How private-equity firms may consolidate the utilities industry.
Markian Melnyk practices utility and regulatory law at LeBoeuf, Lamb, Greene & MacRae LLP. Contact him at mmelnyk@llgm.com.
Imagine that you are C. John Wilder, chairman and CEO of TXU Corp., and before you sit several bankers wearing French cuffs. They want to buy your company for cash, with a sweet premium for shareholders. How do you advise your board? Will the bankers be able to close the deal or will they leave TXU tied up for a year or more while regulators, politicians, ratepayer groups, and public-interest advocates take potshots at the deal? What will be your ongoing role in this enterprise? And, if you’re not C. John Wilder but would like to be in his shoes, how would you enhance the curb appeal of your company to attract similar suitors?

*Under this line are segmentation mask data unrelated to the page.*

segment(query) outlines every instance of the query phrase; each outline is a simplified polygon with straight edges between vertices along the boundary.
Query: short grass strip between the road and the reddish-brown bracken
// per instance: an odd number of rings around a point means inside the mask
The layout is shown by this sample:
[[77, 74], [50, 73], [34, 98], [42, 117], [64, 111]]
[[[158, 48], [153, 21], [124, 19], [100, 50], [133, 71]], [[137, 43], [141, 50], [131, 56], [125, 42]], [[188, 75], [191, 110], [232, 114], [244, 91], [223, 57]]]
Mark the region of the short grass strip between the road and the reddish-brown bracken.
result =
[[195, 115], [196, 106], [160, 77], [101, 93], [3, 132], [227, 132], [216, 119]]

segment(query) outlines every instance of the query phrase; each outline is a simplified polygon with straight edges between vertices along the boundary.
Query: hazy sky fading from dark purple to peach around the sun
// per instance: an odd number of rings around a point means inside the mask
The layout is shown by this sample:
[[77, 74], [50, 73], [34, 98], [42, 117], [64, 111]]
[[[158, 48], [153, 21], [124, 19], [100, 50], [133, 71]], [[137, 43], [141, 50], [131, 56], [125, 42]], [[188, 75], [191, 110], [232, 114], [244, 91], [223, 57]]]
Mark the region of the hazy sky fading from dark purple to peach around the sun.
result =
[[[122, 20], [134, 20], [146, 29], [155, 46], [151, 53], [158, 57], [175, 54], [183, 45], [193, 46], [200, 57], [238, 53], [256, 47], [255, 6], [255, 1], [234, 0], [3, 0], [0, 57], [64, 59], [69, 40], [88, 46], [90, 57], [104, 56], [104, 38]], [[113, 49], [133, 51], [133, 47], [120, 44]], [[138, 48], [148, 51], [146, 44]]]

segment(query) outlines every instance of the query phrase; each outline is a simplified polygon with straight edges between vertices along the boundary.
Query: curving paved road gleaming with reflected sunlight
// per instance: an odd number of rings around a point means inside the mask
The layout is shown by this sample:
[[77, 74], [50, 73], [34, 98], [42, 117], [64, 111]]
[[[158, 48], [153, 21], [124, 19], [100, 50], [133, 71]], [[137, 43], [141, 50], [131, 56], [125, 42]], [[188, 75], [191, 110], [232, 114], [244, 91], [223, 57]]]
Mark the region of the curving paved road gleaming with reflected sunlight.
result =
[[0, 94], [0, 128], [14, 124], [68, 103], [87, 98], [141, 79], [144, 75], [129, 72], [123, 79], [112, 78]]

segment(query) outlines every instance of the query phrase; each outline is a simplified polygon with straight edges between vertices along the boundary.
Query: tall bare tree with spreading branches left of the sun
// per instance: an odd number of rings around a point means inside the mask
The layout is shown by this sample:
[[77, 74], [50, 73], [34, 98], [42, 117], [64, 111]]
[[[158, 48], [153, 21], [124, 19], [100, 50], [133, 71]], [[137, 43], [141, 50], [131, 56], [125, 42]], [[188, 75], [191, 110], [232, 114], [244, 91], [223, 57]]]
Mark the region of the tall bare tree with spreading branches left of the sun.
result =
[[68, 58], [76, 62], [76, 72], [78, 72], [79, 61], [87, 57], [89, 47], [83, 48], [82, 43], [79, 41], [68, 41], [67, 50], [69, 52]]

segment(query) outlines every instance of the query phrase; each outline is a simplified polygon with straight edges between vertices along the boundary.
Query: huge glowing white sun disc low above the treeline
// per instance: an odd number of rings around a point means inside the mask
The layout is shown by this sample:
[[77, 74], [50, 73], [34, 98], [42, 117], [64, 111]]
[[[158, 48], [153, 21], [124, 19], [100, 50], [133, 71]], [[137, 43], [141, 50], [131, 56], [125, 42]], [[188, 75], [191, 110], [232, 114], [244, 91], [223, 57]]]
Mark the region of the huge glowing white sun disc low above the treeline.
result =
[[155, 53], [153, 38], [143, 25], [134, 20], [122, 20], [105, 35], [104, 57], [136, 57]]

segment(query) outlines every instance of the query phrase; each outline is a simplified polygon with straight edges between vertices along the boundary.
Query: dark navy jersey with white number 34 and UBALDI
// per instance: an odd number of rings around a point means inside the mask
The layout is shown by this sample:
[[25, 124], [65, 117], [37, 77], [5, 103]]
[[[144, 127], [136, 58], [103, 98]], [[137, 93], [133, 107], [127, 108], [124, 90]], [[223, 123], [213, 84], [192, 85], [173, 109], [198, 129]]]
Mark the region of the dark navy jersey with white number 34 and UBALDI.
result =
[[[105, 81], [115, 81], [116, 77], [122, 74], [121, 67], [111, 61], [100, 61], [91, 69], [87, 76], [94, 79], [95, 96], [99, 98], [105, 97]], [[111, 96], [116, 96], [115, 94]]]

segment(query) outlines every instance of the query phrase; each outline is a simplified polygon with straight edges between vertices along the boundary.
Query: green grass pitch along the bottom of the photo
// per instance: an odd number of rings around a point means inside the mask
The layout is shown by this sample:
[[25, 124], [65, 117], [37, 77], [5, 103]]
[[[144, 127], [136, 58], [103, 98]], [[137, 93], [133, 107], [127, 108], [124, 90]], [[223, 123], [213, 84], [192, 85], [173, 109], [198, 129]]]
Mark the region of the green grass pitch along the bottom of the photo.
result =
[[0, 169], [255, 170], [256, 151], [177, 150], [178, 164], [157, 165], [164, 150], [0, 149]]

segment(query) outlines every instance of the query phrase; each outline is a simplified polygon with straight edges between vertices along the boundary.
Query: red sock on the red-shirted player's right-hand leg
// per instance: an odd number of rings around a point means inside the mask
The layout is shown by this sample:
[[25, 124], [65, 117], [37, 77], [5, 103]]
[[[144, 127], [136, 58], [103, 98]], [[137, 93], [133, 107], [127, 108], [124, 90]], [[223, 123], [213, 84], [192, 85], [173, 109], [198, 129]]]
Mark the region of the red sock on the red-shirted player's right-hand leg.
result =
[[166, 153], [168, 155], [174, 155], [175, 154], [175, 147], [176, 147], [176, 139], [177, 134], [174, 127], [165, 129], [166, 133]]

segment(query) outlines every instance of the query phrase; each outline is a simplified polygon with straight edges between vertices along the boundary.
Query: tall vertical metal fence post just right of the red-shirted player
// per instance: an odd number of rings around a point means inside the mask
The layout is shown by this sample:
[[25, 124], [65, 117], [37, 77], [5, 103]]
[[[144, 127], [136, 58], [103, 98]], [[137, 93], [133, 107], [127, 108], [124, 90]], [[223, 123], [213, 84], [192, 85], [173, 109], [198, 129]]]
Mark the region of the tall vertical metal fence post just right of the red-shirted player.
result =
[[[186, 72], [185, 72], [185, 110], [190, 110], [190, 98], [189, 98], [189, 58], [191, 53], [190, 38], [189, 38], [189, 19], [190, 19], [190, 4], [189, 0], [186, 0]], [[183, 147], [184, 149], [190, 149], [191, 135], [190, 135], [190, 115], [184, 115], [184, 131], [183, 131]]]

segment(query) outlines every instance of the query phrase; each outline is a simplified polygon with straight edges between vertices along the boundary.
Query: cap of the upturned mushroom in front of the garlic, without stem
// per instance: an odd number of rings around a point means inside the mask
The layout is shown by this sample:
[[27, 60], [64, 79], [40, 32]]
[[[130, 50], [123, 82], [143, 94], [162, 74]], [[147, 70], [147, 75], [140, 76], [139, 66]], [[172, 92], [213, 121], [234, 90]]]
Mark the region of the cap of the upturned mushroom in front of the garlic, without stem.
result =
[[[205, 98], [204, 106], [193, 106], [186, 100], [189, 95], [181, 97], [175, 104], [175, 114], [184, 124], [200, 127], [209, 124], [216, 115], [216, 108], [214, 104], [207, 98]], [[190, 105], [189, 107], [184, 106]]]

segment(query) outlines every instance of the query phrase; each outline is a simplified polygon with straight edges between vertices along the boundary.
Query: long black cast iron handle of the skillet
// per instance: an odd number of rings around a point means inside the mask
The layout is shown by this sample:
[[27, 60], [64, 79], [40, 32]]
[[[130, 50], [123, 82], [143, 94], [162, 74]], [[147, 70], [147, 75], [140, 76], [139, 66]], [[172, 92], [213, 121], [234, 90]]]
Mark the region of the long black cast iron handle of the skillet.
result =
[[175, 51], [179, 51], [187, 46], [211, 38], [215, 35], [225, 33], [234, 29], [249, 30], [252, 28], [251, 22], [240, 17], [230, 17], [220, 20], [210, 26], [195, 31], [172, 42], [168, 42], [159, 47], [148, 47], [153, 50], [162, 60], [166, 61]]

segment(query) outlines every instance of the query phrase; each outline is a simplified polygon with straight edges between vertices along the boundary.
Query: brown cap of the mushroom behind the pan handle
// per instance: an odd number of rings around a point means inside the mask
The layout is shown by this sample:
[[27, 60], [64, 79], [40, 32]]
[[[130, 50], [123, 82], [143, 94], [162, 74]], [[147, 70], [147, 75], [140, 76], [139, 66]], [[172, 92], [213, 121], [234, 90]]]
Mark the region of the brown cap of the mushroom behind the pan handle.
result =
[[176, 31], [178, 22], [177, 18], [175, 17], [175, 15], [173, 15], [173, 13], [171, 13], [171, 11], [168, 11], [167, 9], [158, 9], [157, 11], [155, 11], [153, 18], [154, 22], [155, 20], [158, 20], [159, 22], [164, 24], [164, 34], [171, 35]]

With more than 3,000 electric utilities in the United States today, much thought has been given to how this fragmented industry could be consolidated to reduce costs and more efficiently deploy large amounts of capital in new plant. The bankers leading the TXU acquisition consortium, Texas Pacific Group (TPG) and Kohlberg Kravis Roberts (KKR), have had previous failures with utility acquisitions. Their success in acquiring TXU will depend on whether lessons have been learned from those failures. Their model also may set an example that utility management can replicate.